Dov'è la Vittoria,Le proga la chioma;Ché schiava di Roma,Iddio la creò
Nessun altro luogo al mondo, sottolinea il nostro showman, ha avuto un'avventura straordinariamente e scandalosamente bella come la città di Roma. Che bel modo di vedere le cose e con quale semplicità è in grado di spiegarle! La vittoria è schiava di Roma.

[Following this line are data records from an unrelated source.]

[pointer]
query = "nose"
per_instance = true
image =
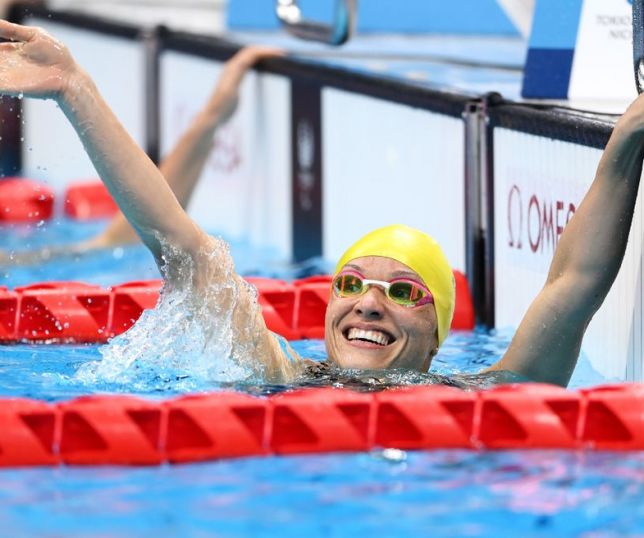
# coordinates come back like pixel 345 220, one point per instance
pixel 371 304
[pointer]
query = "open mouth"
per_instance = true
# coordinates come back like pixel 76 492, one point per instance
pixel 378 338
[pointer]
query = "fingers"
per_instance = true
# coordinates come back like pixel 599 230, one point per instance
pixel 15 32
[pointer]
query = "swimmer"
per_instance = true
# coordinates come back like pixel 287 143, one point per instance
pixel 393 296
pixel 182 167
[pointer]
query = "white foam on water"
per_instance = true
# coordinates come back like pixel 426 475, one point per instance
pixel 190 334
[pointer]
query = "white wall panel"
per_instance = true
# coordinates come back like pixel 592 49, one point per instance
pixel 538 178
pixel 245 189
pixel 51 150
pixel 386 163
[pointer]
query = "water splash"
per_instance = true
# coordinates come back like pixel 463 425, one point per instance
pixel 194 338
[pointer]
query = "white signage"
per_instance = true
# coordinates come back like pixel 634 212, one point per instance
pixel 603 64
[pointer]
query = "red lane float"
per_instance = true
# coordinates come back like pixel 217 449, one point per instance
pixel 24 200
pixel 89 200
pixel 78 312
pixel 127 430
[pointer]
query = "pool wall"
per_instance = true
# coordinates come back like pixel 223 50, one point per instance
pixel 494 181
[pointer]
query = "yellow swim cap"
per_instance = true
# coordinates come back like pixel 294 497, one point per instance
pixel 419 252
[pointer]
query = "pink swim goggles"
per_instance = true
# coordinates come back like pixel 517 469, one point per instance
pixel 402 291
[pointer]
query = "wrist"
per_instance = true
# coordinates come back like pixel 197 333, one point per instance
pixel 75 87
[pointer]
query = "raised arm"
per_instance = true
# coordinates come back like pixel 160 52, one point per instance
pixel 587 259
pixel 36 65
pixel 183 166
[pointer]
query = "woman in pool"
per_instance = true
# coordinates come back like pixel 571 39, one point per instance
pixel 181 168
pixel 393 296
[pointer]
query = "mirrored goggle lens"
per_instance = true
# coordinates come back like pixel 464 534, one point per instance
pixel 406 293
pixel 348 285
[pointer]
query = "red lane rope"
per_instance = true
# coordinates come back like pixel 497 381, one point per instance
pixel 25 200
pixel 126 430
pixel 78 312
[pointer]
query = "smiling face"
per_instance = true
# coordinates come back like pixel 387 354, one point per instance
pixel 371 331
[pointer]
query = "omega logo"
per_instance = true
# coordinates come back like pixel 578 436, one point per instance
pixel 540 221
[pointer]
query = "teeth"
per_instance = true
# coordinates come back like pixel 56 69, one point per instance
pixel 371 336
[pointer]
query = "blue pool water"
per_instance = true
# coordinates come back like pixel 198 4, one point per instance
pixel 390 493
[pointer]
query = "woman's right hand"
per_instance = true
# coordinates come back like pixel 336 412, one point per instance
pixel 32 63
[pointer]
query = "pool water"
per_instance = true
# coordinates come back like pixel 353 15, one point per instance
pixel 383 493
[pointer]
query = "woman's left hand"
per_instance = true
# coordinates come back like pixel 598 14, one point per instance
pixel 32 63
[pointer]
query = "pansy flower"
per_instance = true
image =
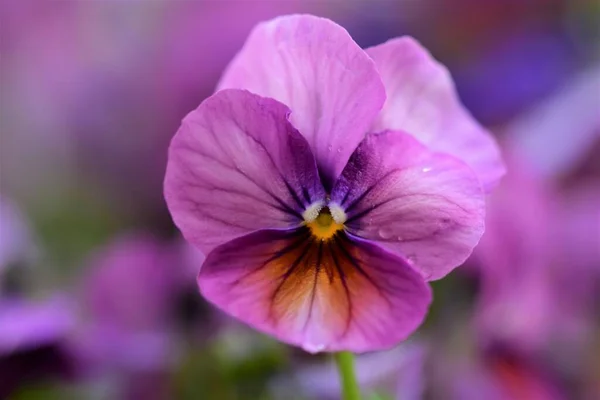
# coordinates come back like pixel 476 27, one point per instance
pixel 327 184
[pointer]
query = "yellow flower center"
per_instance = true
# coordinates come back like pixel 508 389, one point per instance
pixel 325 225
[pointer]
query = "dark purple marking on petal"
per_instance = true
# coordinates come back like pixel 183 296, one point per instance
pixel 338 294
pixel 237 165
pixel 426 206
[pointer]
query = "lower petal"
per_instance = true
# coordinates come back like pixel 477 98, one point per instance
pixel 339 294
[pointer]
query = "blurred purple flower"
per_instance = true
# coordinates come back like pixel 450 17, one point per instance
pixel 499 374
pixel 514 256
pixel 34 342
pixel 128 299
pixel 534 313
pixel 299 214
pixel 557 133
pixel 15 238
pixel 517 70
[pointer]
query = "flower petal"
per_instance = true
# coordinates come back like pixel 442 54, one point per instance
pixel 341 294
pixel 422 101
pixel 428 207
pixel 312 65
pixel 237 165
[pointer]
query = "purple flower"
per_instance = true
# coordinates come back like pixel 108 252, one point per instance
pixel 316 231
pixel 34 342
pixel 129 297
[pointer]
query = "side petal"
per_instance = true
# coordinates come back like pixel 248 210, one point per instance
pixel 422 100
pixel 428 207
pixel 341 294
pixel 237 165
pixel 312 65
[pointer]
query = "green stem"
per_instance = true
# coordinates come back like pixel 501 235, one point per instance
pixel 345 364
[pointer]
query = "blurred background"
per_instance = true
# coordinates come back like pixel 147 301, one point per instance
pixel 98 298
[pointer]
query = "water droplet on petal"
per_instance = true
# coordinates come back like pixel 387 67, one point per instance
pixel 385 233
pixel 313 348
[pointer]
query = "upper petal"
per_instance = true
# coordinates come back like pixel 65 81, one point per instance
pixel 428 207
pixel 312 65
pixel 341 294
pixel 237 165
pixel 422 100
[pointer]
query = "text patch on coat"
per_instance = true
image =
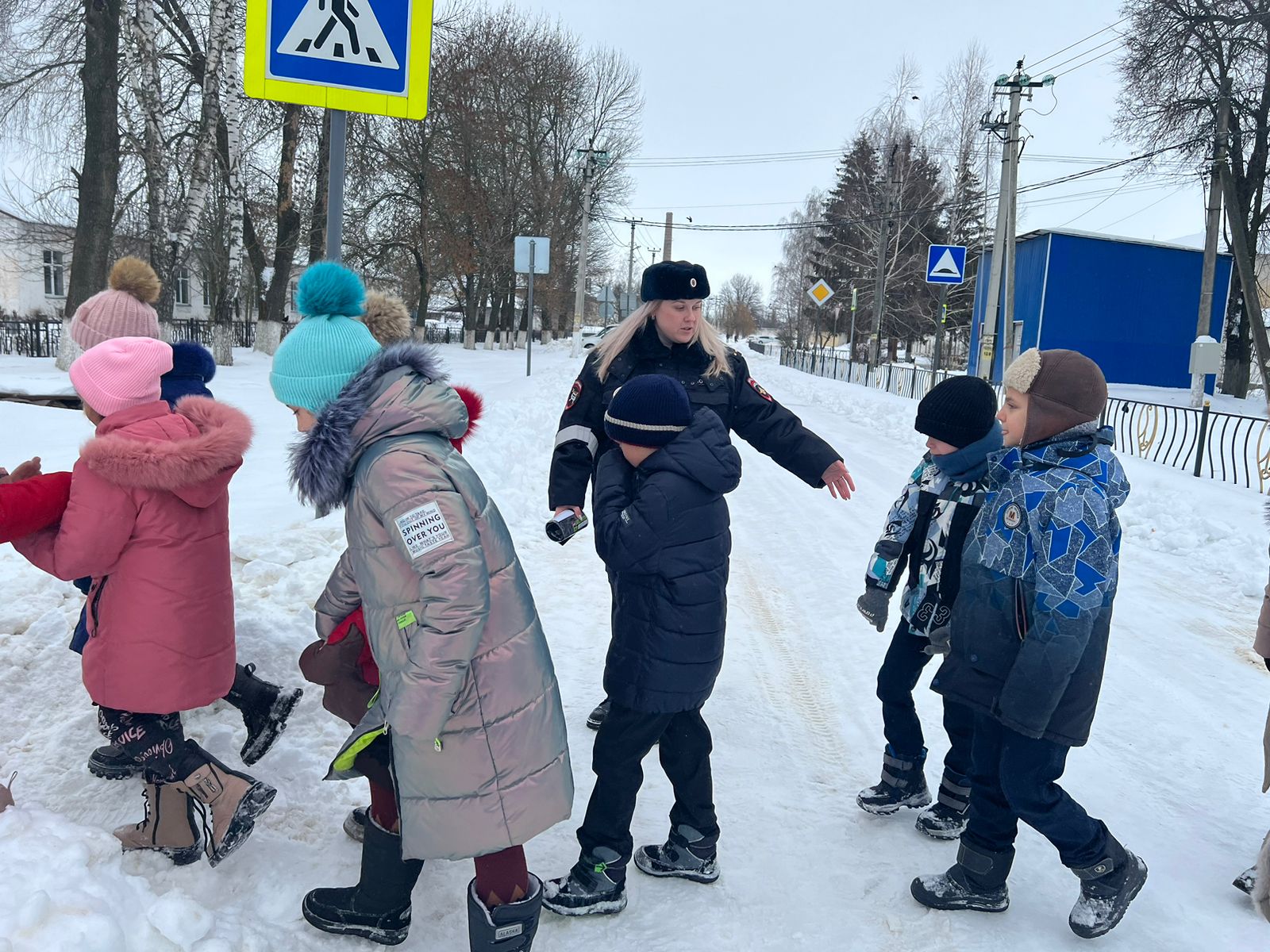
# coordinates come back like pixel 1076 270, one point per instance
pixel 423 530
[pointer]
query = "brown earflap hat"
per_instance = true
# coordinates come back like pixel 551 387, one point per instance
pixel 1064 389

L'immediatezza dei versi e l'impeto della melodia lo resero subito il canto più amato dell'unificazione e non posso esimermi dal citarlo fino alla fine:
Stringiamoci a coorte Siam pronti alla morteL'Italia chiamò. Noi siamo da secoli Calpesti, derisi, Perché non siam popolo, Perché siam divisi. Raccolgaci un'unica Bandiera, una speme: Di fonderci insieme Già l'ora suonò. Stringiamoci a coorte Siam pronti alla morte L'Italia chiamò. Uniamoci, amiamoci, l'Unione, e l'amore Rivelano ai Popoli Le vie del Signore; Giuriamo far libero Il suolo natìo: Uniti per Dio Chi vincer ci può? Stringiamoci a coorte Siam pronti alla morte L'Italia chiamò. Dall'Alpi a Sicilia Dovunque è Legnano, Ogn'uom di Ferruccio Ha il core, ha la mano, I bimbi d'Italia Si chiaman Balilla, Il suon d'ogni squilla I Vespri suonò.Stringiamoci a coorte Siam pronti alla morte L'Italia chiamò. Son giunchi che piegano Le spade vendute: Già l'Aquila d'Austria Le penne ha perdute. Il sangue d'Italia, Il sangue Polacco, Bevé, col cosacco, Ma il cor le bruciò. Stringiamoci a coorte Siam pronti alla morte L'Italia chiamò
Scusate se mi sono dilungata troppo, ma a me quest'omino qua mi smuove qualcosa dentro; ogni volta, dopo averlo ascoltato parlare, mi sento una persona migliore, arricchita, e sfido qualunque Paese al mondo a vantare un artista completo, arguto e passionale come i nostro Roberto Benigni, partimonio dell'umanità.